Sara J. Henry –Henry’s first novel, Learning to Swim, is an excellent mystery/suspense novel. Troy Chance witnesses a small child falling off a ferry boat and into Lake Champlain. Without thinking, she dives in after the child and thus begins the mystery. The action moves from Lake Placid, to Ottawa and to Burlington. Ms. Henry will be coming to the Martha Canfield Library in Arlington, Vermont, on Saturday, July 30th, at 7 pm so mark your calendars.
Anthony Berkeley – The Poisoned Chocolates Case was written in 1929 and was reissued in 2010. This book is one of the “classics” from “the Golden Age”. If you are an Agatha Christie fan you should enjoy it. Sir Eustace is a womanizing cad of the first order and probably deserved his fate, but, when the “Crime Circle” gets together to solve the case they each come up with a different culprit!
Edward Marston – In the 1850’s, Inspector Colbeck is known as “The Railway Detective”. I started with the third book, The Railway Viaduct, and it was so enjoyable I am reading the entire series. If you like train stories, historical mysteries or, simply, good whodunits with sound plots and great characters you should like these.
Giles Blunt – Henning Mankell’s fans will appreciate Giles Blunt. His novels feature Police Investigator John Cardinal and his partner, Lise Delorme, in Algonquin Bay, Ontario. The first book, Forty Words for Sorrow, is excellent. The second one, The Delicate Storm, is even better. Tony Hillerman said he wished he had written Forty Words for Sorrow. Like Mankell and Hillerman, Blunt writes an intelligent police procedural.

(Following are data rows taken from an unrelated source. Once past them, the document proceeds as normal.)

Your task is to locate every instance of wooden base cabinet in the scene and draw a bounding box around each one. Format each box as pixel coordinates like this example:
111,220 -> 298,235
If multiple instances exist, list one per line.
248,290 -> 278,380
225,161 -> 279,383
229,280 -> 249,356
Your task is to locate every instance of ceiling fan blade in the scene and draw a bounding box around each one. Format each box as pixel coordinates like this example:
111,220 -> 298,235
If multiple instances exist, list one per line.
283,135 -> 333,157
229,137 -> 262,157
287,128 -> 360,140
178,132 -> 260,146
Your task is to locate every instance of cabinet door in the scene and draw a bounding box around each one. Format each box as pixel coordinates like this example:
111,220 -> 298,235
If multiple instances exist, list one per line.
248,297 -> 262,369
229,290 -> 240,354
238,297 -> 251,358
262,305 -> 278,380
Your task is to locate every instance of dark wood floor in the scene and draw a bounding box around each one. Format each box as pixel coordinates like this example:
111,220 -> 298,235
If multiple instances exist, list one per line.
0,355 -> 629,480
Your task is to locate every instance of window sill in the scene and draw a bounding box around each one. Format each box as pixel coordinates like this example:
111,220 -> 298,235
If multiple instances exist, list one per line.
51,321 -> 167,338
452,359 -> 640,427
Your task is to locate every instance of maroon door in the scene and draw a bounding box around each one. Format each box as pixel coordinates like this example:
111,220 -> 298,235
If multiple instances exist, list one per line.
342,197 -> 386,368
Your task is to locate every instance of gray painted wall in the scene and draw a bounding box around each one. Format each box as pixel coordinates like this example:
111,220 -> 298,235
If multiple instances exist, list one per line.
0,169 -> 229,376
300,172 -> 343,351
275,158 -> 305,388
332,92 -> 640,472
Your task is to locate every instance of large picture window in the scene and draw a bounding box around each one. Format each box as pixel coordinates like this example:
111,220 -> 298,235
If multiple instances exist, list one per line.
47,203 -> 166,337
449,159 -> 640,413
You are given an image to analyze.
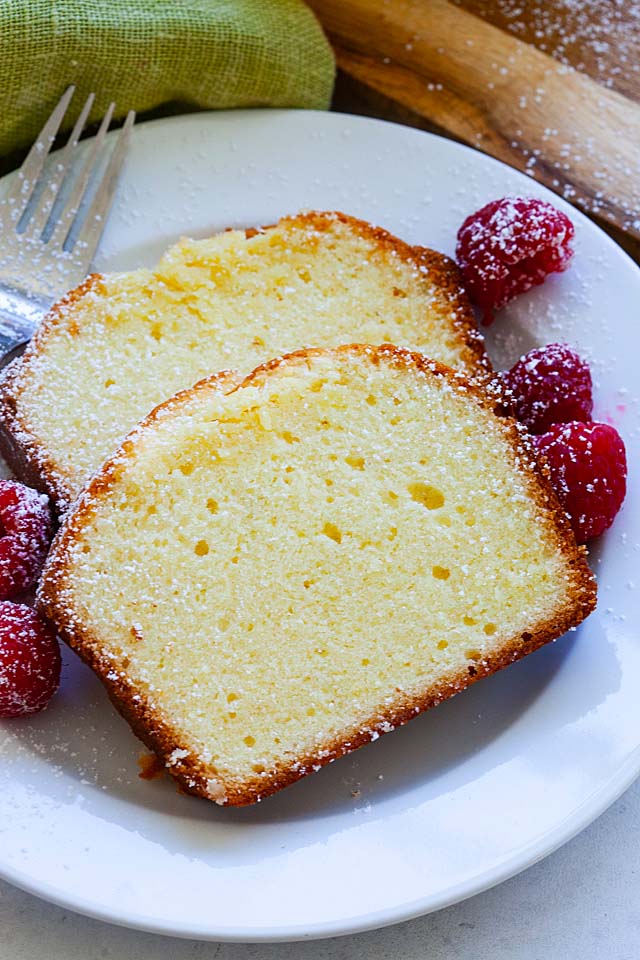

Elly Griffiths – The Crossing Places is a very good debut novel. Dr. Ruth Galloway is a forensic archaeologist in the Saltmarsh area near Norfolk, England. DCI Harry Nelson asks for her assistance when bones are discovered. If you are looking for a new series, give Griffiths a try.
Phoebe Atwood Taylor – Her best known series features Asey Mayo, a handyman on Cape Cod. Asey was featured in 24 novels (the first is The Cape Cod Mystery.) It was one of the most popular series during the 1930s and 1940s. Taylor is also remembered for a book written under the name Freeman Dana, Murder at the New York World’s Fair. This was a non-series book, commissioned by Bennett Cerf, publisher of Random House, to coincide with the opening of the Fair. It was buried in a time capsule at the Fair.
Craig Johnson – I’ve saved the best for last! Mr. Johnson has written seven mysteries featuring Wyoming Sheriff Walt Longmire. I had not read any of them and began with Junkyard Dogs (the sixth). Longmire is now my third, most favorite male character in the mystery world. He comes in behind Rex Stout’s Archie Goodwin and Lee Child’s Jack Reacher. There is humour (the laugh out loud kind), great dialogue, fully developed unique characters and well crafted plots. Longmire is a great guy; he has a good staff and a really good dog. First in the series is The Cold Dish.